Columnist Jeff German: Threat to LV again overlooked
Tuesday, Dec. 7, 2004 | 10:57 a.m.
This has not been a good year to showcase my ability to predict the future.
I thought John Kerry would win the race for president.
I thought Sandy Murphy and Rick Tabish would be convicted again of killing Ted Binion.
I thought the Senate would remove Controller Kathy Augustine from office.
And, with all of the fuss authorities made about stepping up security in Las Vegas last New Year's Eve, I was sure we were a lock to get more federal homeland security money.
Wrong.
Las Vegas actually got $2 million less this year in special urban anti-terrorism funds from the U.S. Homeland Security Department. We dropped from $10.5 million to $8.5 million.
We are getting less money than such cities as Denver, $8.7 million; New Orleans, $9.3 million; Phoenix, $9.9 million and Portland, $10.3 million.
Our share of the $854 million pot declined even though our New Year's Eve bash on the Strip is second only in international notoriety to New York's Times Square celebration, and even though Las Vegas has been picked up in terrorism intelligence chatter in the past. Last year Homeland Security Secretary Tom Ridge mentioned Las Vegas in the same breath as New York, Los Angeles and Washington as cities that needed to tighten security for the New Year's holiday.
And so once again local lawmen are left shaking their heads, wondering what a city that attracts 35 million tourists a year and is home to nearly two dozen of the world's largest hotels has to do to get its fair share of funds.
"Obviously, I'm disappointed," says Sheriff Bill Young, who has made homeland security his top priority. "It's frustrating. We go backwards instead of forward."
This wouldn't be so hard to take if Las Vegas wasn't the symbol of Western decadence to the terrorists.
We're on al-Qaida's radar, yet year after year we get the short end of the stick, and we tell Washington, "Thank you. Please give us the short end again next year."

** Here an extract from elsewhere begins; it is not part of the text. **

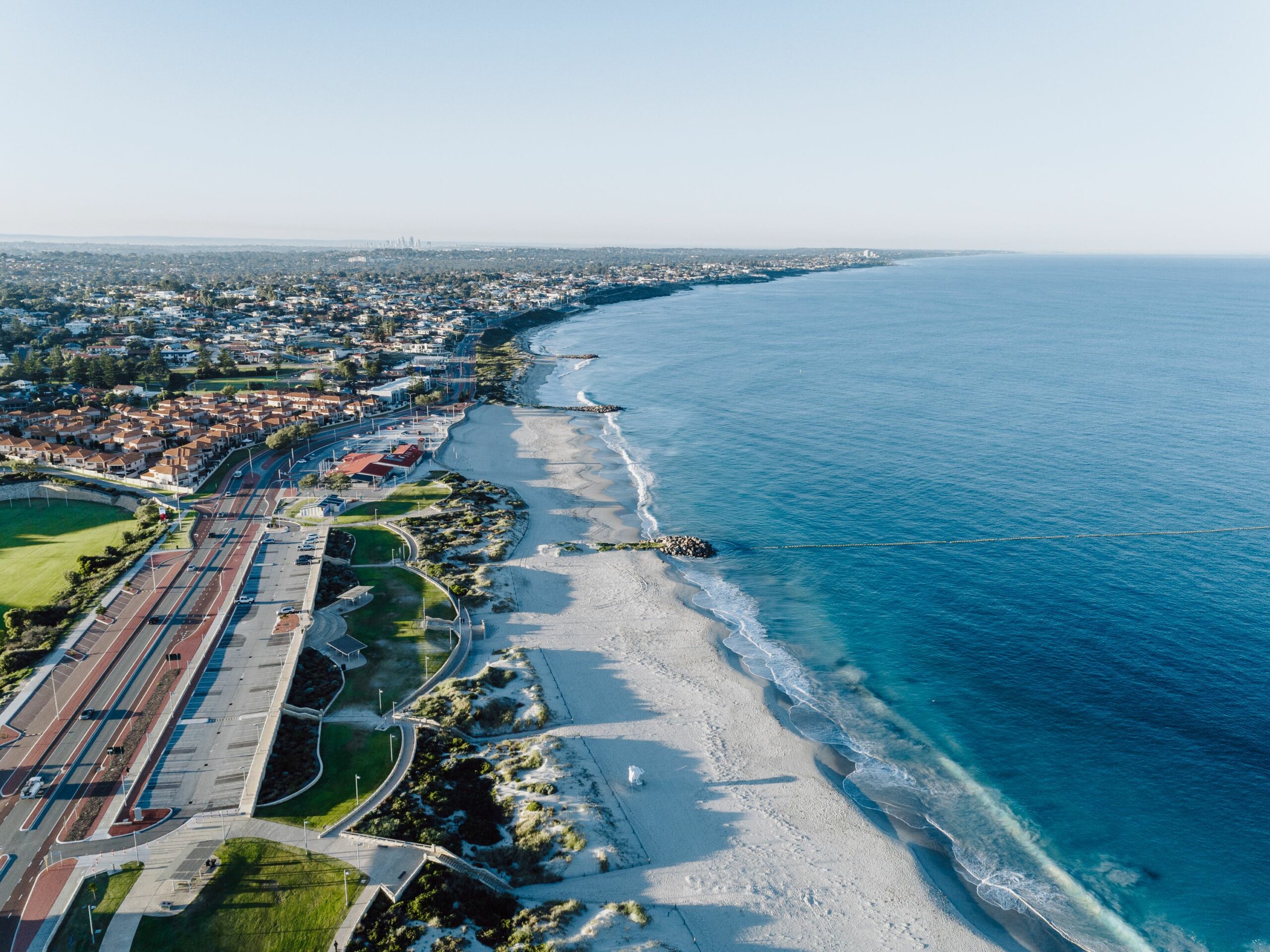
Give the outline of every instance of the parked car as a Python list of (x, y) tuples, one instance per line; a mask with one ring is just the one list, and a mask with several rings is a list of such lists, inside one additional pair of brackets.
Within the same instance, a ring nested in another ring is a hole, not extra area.
[(33, 800), (44, 792), (44, 787), (48, 784), (44, 782), (43, 777), (32, 777), (24, 784), (22, 784), (22, 800)]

There's plenty of blame to spread around this time. I would start with Nevada's congressional delegation, which once more dropped the ball and demonstrated its lack of clout inside the Beltway. Sens. Harry Reid and John Ensign and Reps. Shelley Berkley, Jim Gibbons and Jon Porter should have been on this issue like glue after the nightmarish security measures authorities here were forced to take last New Year's Eve.
If the delegation had done its job, it wouldn't be in the position of having to explain its failings this week. And we'd be feeling safer.
We're told that New York City, the site of the Sept. 11 World Trade Center attack, successfully lobbied for additional cash this time, receiving $207 million over last year's allocation of $47 million. Fair enough. New York probably deserves the additional money.
We're also told that, because Las Vegas doesn't have a port or nuclear power plant to protect, the threat of terrorism is less here than in cities with those facilities.
But we have something no other city in America has -- the ability to attract droves of visitors from all over the world. We own the world's most popular dateline.
Other than New York or Washington, D.C., is there a better place for al-Qaida to make a statement about the evils of Western society than Las Vegas?
One of these days Nevada's congressional delegation will make that clear to the Homeland Security Department -- before the prediction that everyone is afraid to make comes true.